White House firing of a career prosecutor pulls Justice Department under ever-closer control



WASHINGTON — The White House’s firing of a career federal prosecutor last week was one in a series of Trump administration moves that have undermined the post-Watergate separation between the White House and the Justice Department — and spread fears about political interference in ongoing criminal cases.

Assistant U.S. Attorney Adam Schleifer, based in Los Angeles, was told by a White House official in an email Friday that he was being terminated. The email came from Saurabh Sharma of the White House Presidential Personnel Office, two sources told NBC News.
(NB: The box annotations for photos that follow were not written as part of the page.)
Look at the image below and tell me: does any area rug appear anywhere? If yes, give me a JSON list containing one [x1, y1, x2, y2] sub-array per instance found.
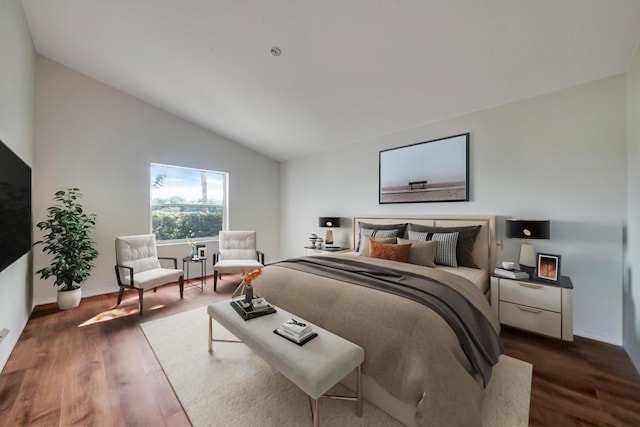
[[140, 307, 532, 427]]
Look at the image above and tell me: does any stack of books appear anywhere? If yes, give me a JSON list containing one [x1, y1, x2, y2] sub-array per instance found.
[[231, 295, 276, 320], [493, 267, 529, 279], [273, 319, 318, 345]]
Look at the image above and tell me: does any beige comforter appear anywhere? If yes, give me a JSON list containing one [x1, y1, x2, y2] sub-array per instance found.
[[254, 255, 500, 426]]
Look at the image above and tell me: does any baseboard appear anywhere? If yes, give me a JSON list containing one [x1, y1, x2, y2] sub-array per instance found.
[[33, 286, 119, 307], [573, 329, 622, 347]]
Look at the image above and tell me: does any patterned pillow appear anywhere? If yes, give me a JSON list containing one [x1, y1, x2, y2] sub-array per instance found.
[[356, 222, 408, 252], [409, 230, 460, 267], [409, 224, 481, 268], [369, 239, 411, 262]]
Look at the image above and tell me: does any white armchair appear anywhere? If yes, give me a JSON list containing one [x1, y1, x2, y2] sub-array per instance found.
[[213, 231, 264, 292], [115, 234, 184, 316]]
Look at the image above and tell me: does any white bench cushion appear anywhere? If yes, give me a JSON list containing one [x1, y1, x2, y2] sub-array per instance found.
[[213, 258, 262, 273], [207, 300, 364, 399]]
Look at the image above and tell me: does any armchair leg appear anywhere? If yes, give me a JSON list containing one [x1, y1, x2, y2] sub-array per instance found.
[[116, 287, 124, 305], [138, 289, 144, 316]]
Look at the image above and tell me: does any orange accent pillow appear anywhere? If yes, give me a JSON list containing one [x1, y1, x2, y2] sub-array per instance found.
[[369, 239, 411, 262]]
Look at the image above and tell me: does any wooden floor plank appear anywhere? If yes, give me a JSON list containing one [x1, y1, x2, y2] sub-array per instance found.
[[0, 275, 640, 427]]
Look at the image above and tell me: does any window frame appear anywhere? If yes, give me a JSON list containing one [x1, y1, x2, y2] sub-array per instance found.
[[149, 162, 229, 245]]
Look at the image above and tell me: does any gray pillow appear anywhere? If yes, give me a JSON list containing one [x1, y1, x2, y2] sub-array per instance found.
[[409, 229, 460, 267], [409, 224, 481, 268], [356, 222, 408, 253], [398, 238, 438, 267]]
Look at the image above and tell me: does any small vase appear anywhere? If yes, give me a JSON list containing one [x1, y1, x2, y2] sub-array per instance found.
[[244, 286, 253, 304]]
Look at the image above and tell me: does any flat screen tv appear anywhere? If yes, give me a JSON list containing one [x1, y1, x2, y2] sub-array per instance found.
[[0, 141, 31, 271]]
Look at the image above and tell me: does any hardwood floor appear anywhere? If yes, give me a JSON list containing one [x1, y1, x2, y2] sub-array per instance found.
[[0, 276, 640, 426]]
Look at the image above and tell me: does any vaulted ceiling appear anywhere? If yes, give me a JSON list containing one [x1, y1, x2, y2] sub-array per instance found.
[[22, 0, 640, 160]]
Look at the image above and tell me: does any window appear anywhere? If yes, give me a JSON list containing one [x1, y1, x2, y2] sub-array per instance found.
[[151, 163, 229, 242]]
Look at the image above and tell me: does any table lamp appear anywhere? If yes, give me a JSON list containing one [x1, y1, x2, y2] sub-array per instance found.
[[506, 218, 550, 276], [318, 216, 340, 245]]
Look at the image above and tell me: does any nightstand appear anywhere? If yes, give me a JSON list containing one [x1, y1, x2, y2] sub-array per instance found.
[[491, 276, 573, 341], [304, 246, 351, 256]]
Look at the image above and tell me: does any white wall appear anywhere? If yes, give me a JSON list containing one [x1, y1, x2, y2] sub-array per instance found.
[[623, 44, 640, 371], [281, 75, 627, 345], [0, 0, 35, 370], [33, 56, 280, 304]]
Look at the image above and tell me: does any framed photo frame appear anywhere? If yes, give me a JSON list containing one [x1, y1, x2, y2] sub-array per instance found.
[[378, 133, 469, 204], [196, 245, 207, 259], [536, 253, 560, 283]]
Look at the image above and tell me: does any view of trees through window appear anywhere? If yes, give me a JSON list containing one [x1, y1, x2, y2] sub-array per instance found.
[[151, 163, 228, 241]]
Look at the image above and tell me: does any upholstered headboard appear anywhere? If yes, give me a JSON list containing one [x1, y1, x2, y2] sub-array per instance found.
[[353, 215, 496, 273]]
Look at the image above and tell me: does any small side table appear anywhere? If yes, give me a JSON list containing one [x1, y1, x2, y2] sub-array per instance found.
[[182, 256, 207, 291], [491, 276, 573, 344]]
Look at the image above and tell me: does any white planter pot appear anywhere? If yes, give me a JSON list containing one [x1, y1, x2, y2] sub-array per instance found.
[[58, 287, 82, 310]]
The office handles roughly 4,000 political appointees within the executive branch, but it isn’t involved in hiring career employees.

Presidents appoint the 93 U.S. attorneys that serve as top federal prosecutors in jurisdictions around the country, but not the thousands of career prosecutors, known as assistant U.S. attorneys.
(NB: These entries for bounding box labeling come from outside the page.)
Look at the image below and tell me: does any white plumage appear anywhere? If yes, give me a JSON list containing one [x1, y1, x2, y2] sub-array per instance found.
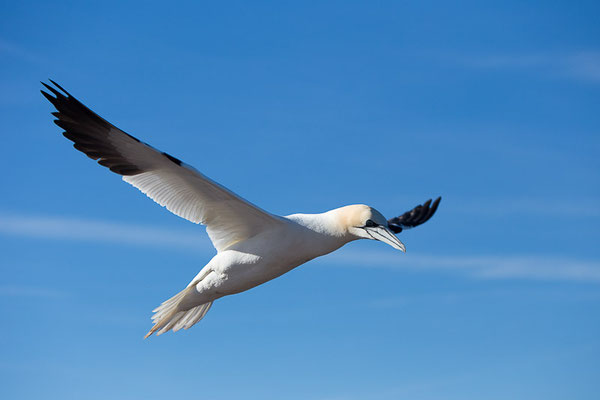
[[42, 82, 440, 337]]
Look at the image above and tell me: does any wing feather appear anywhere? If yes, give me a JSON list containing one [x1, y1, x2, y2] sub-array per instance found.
[[41, 80, 282, 251], [388, 197, 442, 233]]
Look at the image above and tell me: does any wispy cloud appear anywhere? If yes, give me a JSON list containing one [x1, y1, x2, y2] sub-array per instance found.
[[0, 215, 600, 282], [458, 51, 600, 83], [330, 251, 600, 283], [0, 214, 211, 251]]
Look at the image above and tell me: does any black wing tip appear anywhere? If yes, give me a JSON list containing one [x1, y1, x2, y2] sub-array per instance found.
[[388, 196, 442, 233]]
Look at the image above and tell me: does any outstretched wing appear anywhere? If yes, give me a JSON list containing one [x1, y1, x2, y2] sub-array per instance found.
[[41, 80, 282, 251], [388, 197, 442, 233]]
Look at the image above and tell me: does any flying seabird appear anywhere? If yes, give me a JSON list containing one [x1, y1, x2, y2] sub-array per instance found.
[[41, 80, 441, 338]]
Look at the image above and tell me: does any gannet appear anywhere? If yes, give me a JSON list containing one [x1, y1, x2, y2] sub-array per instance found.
[[41, 80, 441, 338]]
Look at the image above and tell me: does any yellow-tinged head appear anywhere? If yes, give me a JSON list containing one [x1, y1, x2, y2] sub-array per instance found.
[[333, 204, 406, 251]]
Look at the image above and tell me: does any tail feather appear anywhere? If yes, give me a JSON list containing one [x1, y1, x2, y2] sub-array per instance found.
[[144, 286, 212, 339]]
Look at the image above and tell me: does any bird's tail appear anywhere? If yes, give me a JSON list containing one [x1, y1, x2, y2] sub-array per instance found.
[[144, 285, 212, 339]]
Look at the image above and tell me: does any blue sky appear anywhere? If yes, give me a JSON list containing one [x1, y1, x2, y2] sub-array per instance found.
[[0, 1, 600, 400]]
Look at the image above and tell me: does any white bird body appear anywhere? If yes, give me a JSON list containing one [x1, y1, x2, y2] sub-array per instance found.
[[185, 213, 350, 304], [42, 82, 440, 337]]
A former longtime veteran of the U.S. Attorney’s Office for the Central District of California told NBC News that Schleifer was well respected by those in supervisory positions, calling him “an excellent prosecutor, very hard-working, very smart” who was aggressive but also adhered closely to ethical standards.

“The whole thing is bizarre. It’s extremely unusual for a line AUSA to be fired by the president of the United States. It’s insane,” the former official said.

The firing of Schleifer came roughly an hour after right-wing influencer Laura Loomer resurfaced comments that Schleifer had made about Trump during an unsuccessful run for Congress in New York.

“Fire him. He supported the impeachment of President Trump and said he wanted to repeal Trump’s tax plan,” Loomer wrote. “We need to purge the US Attorney’s office of all leftist Trump haters.”

Schleifer was not a federal employee at the time of his 2020 comments, in which he called for the repeal of Trump’s tax plan and said that Trump “erodes our constitutional integrity every day with every lie and ever act of heedless, narcissistic corruption.” Schleifer had left his career position in the U.S. Attorney’s Office for the Central District of California before his race for Congress. He was rehired by the office in January 2021, when Trump was still in the White House.

Not long after Loomer’s post Friday, Schleifer got the email notifying him of his termination.

The Trump administration has operated under a more expansive theory of presidential power within the executive branch than his predecessors, essentially holding that the power of the executive branch is fully vested in the presidency and that Trump has the power to do as he wishes with executive agencies and employees.

But that follows decades of precedent, following President Richard Nixon’s resignation, that the White House keeps its distance from the Justice Department to preserve the independence of federal law enforcement.

Stacey Young, a former Justice Department lawyer who founded a group that supports DOJ employees called Justice Connection, was similarly alarmed by the Schleifer firing.

“The White House firing career prosecutors for doing their jobs is likely unprecedented,” Young told NBC News. “It’s also the very weaponization this administration pretends to oppose.”

The U.S. Attorney’s Office for the Central District of California declined to comment. The White House did not respond to a request for comment.

The Trump administration has targeted career prosecutors before, including firing individuals who served on special counsel Jack Smith’s team as well as assistant U.S. attorneys who worked on cases against Trump supporters who stormed the U.S. Capitol on Jan. 6, 2021. But those personnel decisions were still routed through Trump appointees within the Justice Department, including by then-Acting Deputy Attorney General Emil Bove, as opposed to being handled by a White House official.

Schleifer, who was part of the U.S. Attorney’s Office’s Corporate and Securities Fraud Strike Force, had been working on a tax evasion case against Andy Wiederhorn, the former CEO and current chairman of Fat Brands, which owns Fatburger, Johnny Rockets and Twin Peaks. Then-U.S. Attorney Martin Estrada, announcing the indictment last year, said that Wiederhorn had “treated the company as his personal slush fund, in violation of federal law.”

Public records show that Wiederhorn donated to Trump’s campaign, the Save America PAC and the Republican National Committee during the 2024 campaign cycle. Reached by NBC News, Wiederhorn’s attorney Douglas Fuchs declined to comment. A spokeswoman for Fat Brands also declined to comment.

Justice Department veterans worry that the ability of the White House to directly fire career prosecutors working on cases against Trump allies would have a chilling effect on the prosecution of white-collar crime.

“Who’s going to prosecute white-collar crime now?” the former federal prosecutor at the U.S. Attorney’s Office for the Central District of California official said.